Two causes in our Anglo-Saxon nature prevent this easy faculty and flow
of expression which strike one so pleasantly in the Italian or the French life:
the dread of flattery, and a constitutional shyness.
“I perfectly longed to tell So-and-so how I admired her, the other day,”
says Miss X.
“And why in the world didn’t you tell her?”
“O, it would seem like flattery, you know.”
Now what is flattery?
Flattery is insincere praise given from interested motives, not the sincere
utterance to a friend of what we deem good and lovely in him.

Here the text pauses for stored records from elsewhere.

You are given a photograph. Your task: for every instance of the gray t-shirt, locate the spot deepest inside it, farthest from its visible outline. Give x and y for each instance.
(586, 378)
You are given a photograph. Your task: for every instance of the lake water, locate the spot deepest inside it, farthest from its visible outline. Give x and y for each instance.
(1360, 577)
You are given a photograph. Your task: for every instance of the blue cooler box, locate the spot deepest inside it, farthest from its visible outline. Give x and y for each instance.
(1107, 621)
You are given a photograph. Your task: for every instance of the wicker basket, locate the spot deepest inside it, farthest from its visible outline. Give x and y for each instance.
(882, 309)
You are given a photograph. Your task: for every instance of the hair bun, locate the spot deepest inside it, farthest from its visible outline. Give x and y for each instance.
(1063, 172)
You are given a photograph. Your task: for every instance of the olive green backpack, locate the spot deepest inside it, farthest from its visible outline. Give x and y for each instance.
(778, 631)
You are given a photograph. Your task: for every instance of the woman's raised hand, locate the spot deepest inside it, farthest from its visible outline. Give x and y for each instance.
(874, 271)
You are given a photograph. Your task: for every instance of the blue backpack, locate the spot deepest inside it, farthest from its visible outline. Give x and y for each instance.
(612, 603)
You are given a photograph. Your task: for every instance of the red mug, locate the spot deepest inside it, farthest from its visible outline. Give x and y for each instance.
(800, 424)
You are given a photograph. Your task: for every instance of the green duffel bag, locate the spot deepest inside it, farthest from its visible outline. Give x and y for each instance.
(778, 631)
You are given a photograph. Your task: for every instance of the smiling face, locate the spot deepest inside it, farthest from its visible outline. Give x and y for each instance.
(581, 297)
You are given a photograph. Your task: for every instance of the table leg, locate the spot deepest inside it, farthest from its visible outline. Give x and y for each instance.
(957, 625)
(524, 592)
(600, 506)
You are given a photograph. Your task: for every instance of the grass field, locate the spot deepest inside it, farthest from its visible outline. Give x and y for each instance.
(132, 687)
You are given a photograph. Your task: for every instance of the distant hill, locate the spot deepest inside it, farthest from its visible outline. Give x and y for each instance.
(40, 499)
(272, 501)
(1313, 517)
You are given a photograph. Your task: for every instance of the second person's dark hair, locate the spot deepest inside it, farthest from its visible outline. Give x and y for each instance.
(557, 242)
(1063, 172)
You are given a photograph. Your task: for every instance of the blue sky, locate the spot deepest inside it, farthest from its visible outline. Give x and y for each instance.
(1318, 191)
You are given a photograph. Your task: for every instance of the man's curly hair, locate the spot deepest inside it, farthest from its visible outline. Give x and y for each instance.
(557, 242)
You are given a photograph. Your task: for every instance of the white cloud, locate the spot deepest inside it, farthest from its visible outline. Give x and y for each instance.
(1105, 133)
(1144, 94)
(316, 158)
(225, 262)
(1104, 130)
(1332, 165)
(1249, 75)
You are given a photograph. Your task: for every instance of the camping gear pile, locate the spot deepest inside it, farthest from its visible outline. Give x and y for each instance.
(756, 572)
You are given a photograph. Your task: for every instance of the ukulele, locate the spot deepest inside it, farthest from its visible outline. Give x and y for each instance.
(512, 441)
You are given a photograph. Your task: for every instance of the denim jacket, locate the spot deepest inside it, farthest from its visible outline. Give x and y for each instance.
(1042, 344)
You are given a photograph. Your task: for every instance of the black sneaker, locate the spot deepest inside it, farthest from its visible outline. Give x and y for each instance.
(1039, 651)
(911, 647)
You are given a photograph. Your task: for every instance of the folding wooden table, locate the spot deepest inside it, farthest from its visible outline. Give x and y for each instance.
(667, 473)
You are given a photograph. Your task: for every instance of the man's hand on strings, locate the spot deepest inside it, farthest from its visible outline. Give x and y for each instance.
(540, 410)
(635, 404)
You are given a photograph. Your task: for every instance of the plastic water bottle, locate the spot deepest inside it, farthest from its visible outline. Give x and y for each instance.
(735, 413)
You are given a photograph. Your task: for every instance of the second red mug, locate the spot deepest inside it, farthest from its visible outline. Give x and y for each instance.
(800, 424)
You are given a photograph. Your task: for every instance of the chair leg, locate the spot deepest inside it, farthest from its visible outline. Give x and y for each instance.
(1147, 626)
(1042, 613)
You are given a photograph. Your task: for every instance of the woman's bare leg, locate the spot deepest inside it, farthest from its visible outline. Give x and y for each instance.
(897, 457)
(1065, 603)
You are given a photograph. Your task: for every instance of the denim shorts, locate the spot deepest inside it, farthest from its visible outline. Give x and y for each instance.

And so, for fear of nattering, these dreadfully sincere people go on side
by side with those they love and admire, giving them all the time the
impression of utter indifference. Parents are so afraid of exciting pride and
vanity in their children by the expression of their love and approbation, that
a child sometimes goes sad and discouraged by their side, and learns with
surprise, in some chance way, that they are proud and fond of him. There
are times when the open expression of a father’s love would be worth more
than church or sermon to a boy; and his father cannot utter it, will not show
it.
The other thing that represses the utterances of love is the characteristic
shyness of the Anglo-Saxon blood. Oddly enough, a race born of two
demonstrative, out-spoken, nations—the German and the French—has an
habitual reserve that is like neither. There is a powerlessness of utterance in
our blood that we should fight against, and struggle outward towards
expression. We can educate ourselves to it, if we know and feel the
necessity; we can make it a Christian duty, not only to love, but to be
loving,—not only to be true friends, but to show ourselves friendly. We can
make ourselves say the kind things that rise in our hearts and tremble back
on our lips,—do the gentle and helpful deeds which we long to do and
shrink back from; and, little by little, it will grow easier,—the love spoken
will bring back the answer of love,—the kind deed will bring back a kind
deed in return,—till the hearts in the family-circle, instead of being so many
frozen, icy islands, shall be full of warm airs and echoing bird-voices
answering back and forth with a constant melody of love.